Marcie stopped abruptly on her way to the table. They hadn’t seen each other since Marcie walked out during the first recess of Sheila’s trial, three years earlier.
‘What are you doing here?’ Marcie mouthed, while her manager’s head was turned.
Gary hadn’t noticed anything amiss. ‘Here’s her résumé,’ he said, thrusting it at Marcie, before she took her seat.
‘Thank you,’ Marcie said slowly. Despite her initial shock, she now sounded composed. Sheila noted with some pleasure that her daughter had given up caking make-up over her sweet freckles. She was proud of Marcie’s calmness, but also slightly unnerved by it.
‘Thanks for coming in,’ Marcie said, not looking at Sheila but scanning her résumé with raised eyebrows.
‘Hello,’ Sheila said softly.
‘Could you tell us a little about yourself?’ Marcie began, in what sounded to Sheila like the most apathetic tone she could muster. Gary nodded approvingly.
‘Sure. I’m a … ‘ Sheila’s mind went blank. The monologue she had practiced about how she was a hard worker, who was good with people and very organized, hardly seemed appropriate now. ‘I’m a … mother.’
‘That’s interesting,’ Marcie said.
Sheila started again. ‘I’m a mother who has made many mistakes, but I am looking to change my life and start over, to get my life back on track.’

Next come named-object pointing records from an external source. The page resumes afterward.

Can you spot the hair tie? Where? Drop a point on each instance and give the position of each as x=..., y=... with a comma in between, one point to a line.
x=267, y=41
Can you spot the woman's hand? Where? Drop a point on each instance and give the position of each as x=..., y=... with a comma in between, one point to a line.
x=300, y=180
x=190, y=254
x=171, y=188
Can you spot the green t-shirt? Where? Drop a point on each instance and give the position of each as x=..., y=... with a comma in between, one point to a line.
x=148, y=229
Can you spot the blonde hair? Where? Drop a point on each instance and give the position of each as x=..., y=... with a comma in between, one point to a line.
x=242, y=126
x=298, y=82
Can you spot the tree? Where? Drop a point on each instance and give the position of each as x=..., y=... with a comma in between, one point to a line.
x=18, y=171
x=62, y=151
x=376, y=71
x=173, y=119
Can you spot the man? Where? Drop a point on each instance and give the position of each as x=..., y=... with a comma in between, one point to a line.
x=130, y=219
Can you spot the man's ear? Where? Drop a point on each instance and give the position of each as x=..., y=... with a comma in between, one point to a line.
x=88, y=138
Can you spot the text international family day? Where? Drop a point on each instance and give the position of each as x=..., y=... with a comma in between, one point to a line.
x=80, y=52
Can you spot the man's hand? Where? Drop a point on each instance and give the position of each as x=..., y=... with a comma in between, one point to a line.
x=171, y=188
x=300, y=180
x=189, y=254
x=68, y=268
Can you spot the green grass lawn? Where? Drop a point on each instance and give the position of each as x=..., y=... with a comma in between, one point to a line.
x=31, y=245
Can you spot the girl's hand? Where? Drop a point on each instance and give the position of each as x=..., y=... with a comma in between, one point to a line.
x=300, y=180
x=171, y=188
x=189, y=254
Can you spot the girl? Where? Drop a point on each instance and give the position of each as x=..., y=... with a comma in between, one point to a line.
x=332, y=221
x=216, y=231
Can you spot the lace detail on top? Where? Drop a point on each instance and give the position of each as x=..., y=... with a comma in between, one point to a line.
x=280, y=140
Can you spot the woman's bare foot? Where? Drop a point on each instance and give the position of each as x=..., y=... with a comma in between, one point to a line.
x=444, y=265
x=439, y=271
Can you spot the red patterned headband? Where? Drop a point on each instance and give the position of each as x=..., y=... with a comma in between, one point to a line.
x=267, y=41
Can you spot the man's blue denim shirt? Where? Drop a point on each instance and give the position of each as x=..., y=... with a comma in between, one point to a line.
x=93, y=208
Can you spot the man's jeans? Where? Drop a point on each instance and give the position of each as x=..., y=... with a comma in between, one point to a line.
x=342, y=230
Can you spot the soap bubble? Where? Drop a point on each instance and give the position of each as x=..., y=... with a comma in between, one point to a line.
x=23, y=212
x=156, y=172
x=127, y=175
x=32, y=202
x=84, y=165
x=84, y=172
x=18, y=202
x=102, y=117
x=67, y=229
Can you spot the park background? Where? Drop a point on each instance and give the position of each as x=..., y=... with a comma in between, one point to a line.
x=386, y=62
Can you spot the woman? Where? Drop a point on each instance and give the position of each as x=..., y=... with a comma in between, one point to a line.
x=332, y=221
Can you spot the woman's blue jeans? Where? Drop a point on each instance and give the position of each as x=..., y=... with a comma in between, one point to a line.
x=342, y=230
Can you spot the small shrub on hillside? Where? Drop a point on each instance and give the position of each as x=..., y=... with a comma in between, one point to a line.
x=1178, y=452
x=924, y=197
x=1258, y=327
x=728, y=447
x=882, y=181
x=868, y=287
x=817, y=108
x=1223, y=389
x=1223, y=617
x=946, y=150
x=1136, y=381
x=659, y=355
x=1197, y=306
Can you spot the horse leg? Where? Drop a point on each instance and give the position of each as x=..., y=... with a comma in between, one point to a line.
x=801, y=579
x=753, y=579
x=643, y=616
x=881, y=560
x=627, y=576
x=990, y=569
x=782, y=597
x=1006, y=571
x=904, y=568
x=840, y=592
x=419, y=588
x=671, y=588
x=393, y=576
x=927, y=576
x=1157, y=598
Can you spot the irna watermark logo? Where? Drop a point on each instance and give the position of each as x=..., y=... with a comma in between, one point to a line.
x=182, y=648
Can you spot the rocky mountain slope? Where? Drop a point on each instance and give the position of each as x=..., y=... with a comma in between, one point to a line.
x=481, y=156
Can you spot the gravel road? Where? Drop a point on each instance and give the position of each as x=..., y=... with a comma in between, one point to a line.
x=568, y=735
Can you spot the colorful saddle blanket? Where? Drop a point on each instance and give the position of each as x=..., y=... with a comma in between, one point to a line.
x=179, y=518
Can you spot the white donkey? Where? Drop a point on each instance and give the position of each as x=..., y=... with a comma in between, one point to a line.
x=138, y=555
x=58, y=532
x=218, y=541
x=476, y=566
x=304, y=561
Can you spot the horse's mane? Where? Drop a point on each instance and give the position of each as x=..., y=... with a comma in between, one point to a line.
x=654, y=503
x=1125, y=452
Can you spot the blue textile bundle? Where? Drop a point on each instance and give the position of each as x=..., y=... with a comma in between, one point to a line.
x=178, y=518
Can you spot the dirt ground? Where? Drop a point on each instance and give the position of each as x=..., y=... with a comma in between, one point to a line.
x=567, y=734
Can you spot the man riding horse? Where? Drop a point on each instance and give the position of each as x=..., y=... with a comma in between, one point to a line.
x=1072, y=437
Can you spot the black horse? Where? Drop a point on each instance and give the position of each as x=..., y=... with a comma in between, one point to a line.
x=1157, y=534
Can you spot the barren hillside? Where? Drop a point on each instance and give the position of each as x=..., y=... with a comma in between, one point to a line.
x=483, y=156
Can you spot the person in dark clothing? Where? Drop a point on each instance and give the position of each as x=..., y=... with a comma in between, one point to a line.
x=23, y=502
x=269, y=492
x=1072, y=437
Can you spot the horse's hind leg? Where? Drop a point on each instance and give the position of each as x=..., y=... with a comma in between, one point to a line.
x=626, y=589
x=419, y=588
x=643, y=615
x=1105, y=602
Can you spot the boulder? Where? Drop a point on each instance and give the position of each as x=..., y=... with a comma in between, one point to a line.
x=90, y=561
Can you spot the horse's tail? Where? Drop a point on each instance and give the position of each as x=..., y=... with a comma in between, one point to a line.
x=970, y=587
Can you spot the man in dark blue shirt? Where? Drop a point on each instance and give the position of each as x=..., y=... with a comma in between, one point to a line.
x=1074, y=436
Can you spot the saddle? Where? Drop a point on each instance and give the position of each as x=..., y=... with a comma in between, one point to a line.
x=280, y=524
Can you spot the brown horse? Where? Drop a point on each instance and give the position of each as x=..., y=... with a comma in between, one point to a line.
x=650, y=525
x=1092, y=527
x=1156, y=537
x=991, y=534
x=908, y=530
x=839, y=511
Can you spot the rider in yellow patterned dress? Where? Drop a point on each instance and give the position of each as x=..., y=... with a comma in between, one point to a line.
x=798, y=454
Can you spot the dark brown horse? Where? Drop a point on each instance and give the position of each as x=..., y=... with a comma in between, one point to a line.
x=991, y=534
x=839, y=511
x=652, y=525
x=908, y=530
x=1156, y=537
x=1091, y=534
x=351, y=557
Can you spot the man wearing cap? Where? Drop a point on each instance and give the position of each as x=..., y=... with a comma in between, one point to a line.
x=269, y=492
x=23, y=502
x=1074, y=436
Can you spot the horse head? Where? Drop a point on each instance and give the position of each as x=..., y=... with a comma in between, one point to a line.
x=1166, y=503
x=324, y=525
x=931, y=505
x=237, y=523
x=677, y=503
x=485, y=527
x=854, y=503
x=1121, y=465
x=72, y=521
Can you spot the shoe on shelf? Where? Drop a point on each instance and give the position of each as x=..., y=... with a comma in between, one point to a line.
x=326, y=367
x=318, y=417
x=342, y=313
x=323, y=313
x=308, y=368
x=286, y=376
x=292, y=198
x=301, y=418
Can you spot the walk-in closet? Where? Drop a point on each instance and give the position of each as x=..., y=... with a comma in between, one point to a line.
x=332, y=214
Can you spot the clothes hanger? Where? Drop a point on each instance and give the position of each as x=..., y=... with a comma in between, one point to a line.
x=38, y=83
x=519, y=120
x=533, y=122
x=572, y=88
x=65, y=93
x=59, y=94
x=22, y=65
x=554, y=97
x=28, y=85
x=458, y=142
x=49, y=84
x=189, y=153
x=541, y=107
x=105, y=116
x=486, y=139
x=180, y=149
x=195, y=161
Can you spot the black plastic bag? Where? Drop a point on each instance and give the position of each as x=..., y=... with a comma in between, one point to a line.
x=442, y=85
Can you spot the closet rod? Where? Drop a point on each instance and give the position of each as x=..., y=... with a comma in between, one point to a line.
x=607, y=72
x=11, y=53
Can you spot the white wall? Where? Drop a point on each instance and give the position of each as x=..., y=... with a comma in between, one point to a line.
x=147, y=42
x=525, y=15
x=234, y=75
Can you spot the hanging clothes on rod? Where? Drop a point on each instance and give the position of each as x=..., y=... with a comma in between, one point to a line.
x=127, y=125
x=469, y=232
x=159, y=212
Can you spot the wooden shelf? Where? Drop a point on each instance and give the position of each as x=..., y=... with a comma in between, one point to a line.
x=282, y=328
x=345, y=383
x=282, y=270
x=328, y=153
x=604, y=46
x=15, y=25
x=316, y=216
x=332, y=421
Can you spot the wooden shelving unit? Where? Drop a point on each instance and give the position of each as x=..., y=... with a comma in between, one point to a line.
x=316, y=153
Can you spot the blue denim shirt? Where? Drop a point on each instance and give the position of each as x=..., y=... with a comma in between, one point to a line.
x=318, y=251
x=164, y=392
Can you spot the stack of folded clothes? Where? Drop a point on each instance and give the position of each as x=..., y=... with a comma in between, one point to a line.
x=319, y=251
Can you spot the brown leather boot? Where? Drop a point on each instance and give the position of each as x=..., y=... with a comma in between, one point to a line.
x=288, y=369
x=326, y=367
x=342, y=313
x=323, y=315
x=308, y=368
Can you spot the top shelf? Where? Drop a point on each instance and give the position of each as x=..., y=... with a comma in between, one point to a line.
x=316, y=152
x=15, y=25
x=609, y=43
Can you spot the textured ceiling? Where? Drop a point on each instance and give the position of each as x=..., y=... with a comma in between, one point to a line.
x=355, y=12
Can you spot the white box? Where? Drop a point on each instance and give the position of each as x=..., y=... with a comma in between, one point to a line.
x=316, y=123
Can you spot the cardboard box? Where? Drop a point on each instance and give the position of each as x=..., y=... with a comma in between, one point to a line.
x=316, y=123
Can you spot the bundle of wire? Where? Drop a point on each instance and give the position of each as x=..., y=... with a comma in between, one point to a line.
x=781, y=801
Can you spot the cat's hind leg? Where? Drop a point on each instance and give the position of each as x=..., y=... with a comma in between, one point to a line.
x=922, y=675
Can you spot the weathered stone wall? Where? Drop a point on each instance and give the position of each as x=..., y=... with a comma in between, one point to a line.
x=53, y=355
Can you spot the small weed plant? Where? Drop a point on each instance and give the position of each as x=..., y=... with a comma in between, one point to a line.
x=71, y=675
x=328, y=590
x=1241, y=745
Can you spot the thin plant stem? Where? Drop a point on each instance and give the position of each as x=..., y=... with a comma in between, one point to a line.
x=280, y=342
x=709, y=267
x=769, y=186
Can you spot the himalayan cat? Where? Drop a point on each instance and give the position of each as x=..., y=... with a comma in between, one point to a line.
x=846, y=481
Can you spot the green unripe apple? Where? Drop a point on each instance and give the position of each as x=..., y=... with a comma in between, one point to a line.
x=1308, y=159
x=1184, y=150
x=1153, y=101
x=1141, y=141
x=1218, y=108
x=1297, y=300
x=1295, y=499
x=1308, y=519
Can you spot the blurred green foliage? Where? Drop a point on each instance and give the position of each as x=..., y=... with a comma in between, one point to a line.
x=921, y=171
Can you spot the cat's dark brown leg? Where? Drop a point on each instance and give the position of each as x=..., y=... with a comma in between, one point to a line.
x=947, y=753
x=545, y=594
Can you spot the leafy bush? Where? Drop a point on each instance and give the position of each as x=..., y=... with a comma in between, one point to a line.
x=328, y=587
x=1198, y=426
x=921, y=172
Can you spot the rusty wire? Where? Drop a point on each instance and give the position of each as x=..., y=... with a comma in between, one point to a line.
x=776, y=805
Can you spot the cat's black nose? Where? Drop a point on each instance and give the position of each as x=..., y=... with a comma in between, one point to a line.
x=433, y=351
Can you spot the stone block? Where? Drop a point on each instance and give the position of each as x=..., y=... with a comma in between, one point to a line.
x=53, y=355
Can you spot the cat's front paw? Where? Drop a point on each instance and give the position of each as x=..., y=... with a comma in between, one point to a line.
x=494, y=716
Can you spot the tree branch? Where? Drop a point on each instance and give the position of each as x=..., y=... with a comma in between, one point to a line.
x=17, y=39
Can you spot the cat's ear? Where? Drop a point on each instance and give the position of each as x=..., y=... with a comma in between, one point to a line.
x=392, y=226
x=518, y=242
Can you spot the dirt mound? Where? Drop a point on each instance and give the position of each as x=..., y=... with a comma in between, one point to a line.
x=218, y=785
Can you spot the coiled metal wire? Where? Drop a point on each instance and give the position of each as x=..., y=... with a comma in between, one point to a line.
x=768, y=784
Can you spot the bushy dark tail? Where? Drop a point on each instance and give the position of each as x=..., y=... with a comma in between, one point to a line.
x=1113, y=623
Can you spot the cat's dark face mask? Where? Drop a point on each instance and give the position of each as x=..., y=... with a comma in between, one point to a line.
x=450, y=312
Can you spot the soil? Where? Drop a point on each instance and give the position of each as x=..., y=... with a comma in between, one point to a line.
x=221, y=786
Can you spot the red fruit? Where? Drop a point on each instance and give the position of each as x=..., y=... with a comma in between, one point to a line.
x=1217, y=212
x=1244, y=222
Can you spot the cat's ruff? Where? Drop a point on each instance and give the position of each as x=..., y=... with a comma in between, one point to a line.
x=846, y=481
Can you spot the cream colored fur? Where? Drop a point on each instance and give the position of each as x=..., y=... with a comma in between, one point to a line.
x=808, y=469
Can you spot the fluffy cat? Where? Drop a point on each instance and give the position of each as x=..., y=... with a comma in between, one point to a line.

‘And how do you think a job at Phone World will help you accomplish that?’
‘Well, I think staying in touch is important. A phone isn’t just an appliance. It’s a connection.’ Immediately she felt her answer was too much or maybe too little.
‘Only if you use it,’ Marcie said. ‘We make most of our money on the calling plans, not the phones.’
‘I see from your application that you’ve been convicted of a crime. Can you explain that?’
‘I’m glad you asked because I want you to feel comfortable … hiring me. It’s embarrassing for me to talk about, but I had a substance abuse problem. It affected those that I love most, but did not interfere with my previous jobs.’
‘I see. What was your last job, and what was your wage at that job?’
‘Sewing uniforms for twenty cents an hour.’
‘And your reason for leaving?’ Marcie asked.
‘I got paroled,’ Sheila said.
‘What would you do if there were a conflict between you and a supervisor?’
‘I would do my best to listen to the supervisor’s criticisms, apologize, and then do everything in my power to correct the situation.’ She looked imploringly at her daughter, who looked away.
‘Thank you for coming in,’ said Gary. ‘We’re glad we had a chance to talk to you. We’ll be giving this some thought and will get back to you in a couple of days.’
‘No,’ Marcie said, to Gary’s surprise. ‘I think we can give you an answer now.’
Sheila leaned forward.
‘I’m sorry, but I just don’t see a place for you here.’
The room was silent except for the ticking of the clock and the muffled country ballad emanating from the showroom. Sheila’s mind scrambled for something to say. Should she apologize for not calling? Or for being a bad mother? But instead, she stood up, shook Gary’s hand and then her daughter’s, and said, ‘I appreciate your time and your candor. I’ll show myself to the door.’